Which guideline includes Accessibility when using Nielsen's Heuristics?



  • We've been tasked with performing a heuristic analysis for a project, and the requirements specifically include the use Nielsen's heuristics.

    Although this isn't a problem for us, we usually use a reduced version of Kaniasty's criteria ( moved from the criteria of https://www.researchgate.net/publication/220302615_Ergonomic_Criteria_for_the_Evaluation_of_Human-Computer_Interfaces_Criteres_Ergonomiques_pour_l%27Evaluation_d%27Interfaces_Utilisateurs ), since they contain a fairly complete criterion for accessibility.

    Now I never noticed that Nielsen's heuristic doesn't include a clear heuristic criterion for accessibility (and neither does Shneidermann, although we've used "Keep Locus of Control" for accessibility).

    In Nielsen's, the criterion that comes most readily to mind is # 6, "Recognition rather than recall."

    So my question is: is this the right one? Or is there a better rule to group all accessibility concerns?

    The Nielsen guidelines are so broad and vague that almost any guideline could fall under these accessibility criteria, so I'm not sure it's the right one.

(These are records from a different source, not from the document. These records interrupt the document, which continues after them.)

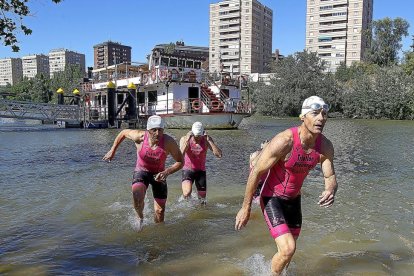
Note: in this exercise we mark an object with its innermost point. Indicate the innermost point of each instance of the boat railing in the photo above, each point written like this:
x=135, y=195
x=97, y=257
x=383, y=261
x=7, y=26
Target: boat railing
x=193, y=106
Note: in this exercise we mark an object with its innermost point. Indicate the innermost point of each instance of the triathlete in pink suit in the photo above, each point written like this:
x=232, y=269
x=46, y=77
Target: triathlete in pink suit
x=153, y=147
x=289, y=157
x=194, y=147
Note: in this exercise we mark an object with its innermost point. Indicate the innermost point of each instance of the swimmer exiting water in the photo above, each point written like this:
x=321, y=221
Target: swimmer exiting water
x=153, y=147
x=194, y=147
x=290, y=156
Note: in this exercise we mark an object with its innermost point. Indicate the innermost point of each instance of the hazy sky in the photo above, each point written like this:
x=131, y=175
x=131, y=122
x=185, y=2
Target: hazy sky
x=78, y=25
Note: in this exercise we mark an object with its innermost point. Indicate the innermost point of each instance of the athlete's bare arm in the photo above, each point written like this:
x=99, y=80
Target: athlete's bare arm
x=326, y=199
x=173, y=149
x=277, y=149
x=213, y=147
x=133, y=134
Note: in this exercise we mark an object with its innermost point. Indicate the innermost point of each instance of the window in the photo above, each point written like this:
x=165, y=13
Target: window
x=152, y=96
x=164, y=61
x=189, y=64
x=173, y=62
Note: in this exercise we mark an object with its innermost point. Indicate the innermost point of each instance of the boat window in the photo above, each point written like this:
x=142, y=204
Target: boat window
x=173, y=62
x=152, y=96
x=189, y=64
x=226, y=92
x=164, y=61
x=120, y=98
x=141, y=97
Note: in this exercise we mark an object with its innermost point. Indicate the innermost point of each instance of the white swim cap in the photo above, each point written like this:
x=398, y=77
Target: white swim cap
x=197, y=129
x=313, y=103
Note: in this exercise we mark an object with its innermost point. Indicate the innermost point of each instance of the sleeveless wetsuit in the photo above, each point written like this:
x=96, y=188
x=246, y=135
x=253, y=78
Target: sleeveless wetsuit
x=149, y=163
x=194, y=169
x=280, y=197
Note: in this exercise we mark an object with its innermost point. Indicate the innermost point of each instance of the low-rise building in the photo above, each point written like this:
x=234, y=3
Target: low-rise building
x=35, y=64
x=59, y=59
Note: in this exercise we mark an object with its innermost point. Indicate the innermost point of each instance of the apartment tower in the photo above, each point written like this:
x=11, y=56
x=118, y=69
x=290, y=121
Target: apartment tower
x=59, y=59
x=110, y=53
x=10, y=71
x=35, y=64
x=335, y=30
x=240, y=37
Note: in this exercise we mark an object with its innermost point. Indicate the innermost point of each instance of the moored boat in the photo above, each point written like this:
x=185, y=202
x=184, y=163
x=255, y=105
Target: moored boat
x=175, y=86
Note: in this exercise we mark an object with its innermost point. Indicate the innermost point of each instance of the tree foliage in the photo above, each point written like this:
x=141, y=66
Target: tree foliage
x=33, y=90
x=386, y=36
x=12, y=15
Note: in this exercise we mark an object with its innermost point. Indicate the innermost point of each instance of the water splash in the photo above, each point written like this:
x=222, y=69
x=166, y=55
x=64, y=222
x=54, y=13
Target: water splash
x=257, y=265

  • I think the issue lies in the question. It assumes inclusion of accessibility in the heuristics, while you cannot treat accessibility as an isolated rule like the others. As we often say, accessibility is not a single person’s responsibility, neither can be handled as a phase or a last checkpoint.

    There was some work done to map WCAG rules to Nielsen’s heuristics, which shows the nature of their relation. Accessibility is not one of the rules, but there’s a big overlap of what’s necessary for accessibility and the heuristics.

    • https://blog.myplanet.com/usability-and-accessibility-213c3185314f
    • https://www.researchgate.net/publication/336472653_Mapping_WCAG_Guidelines_to_Nielsen%27s_Heuristics

    So personally I would say that Nielsen’s heuristics are necessary but not sufficient for accessibility.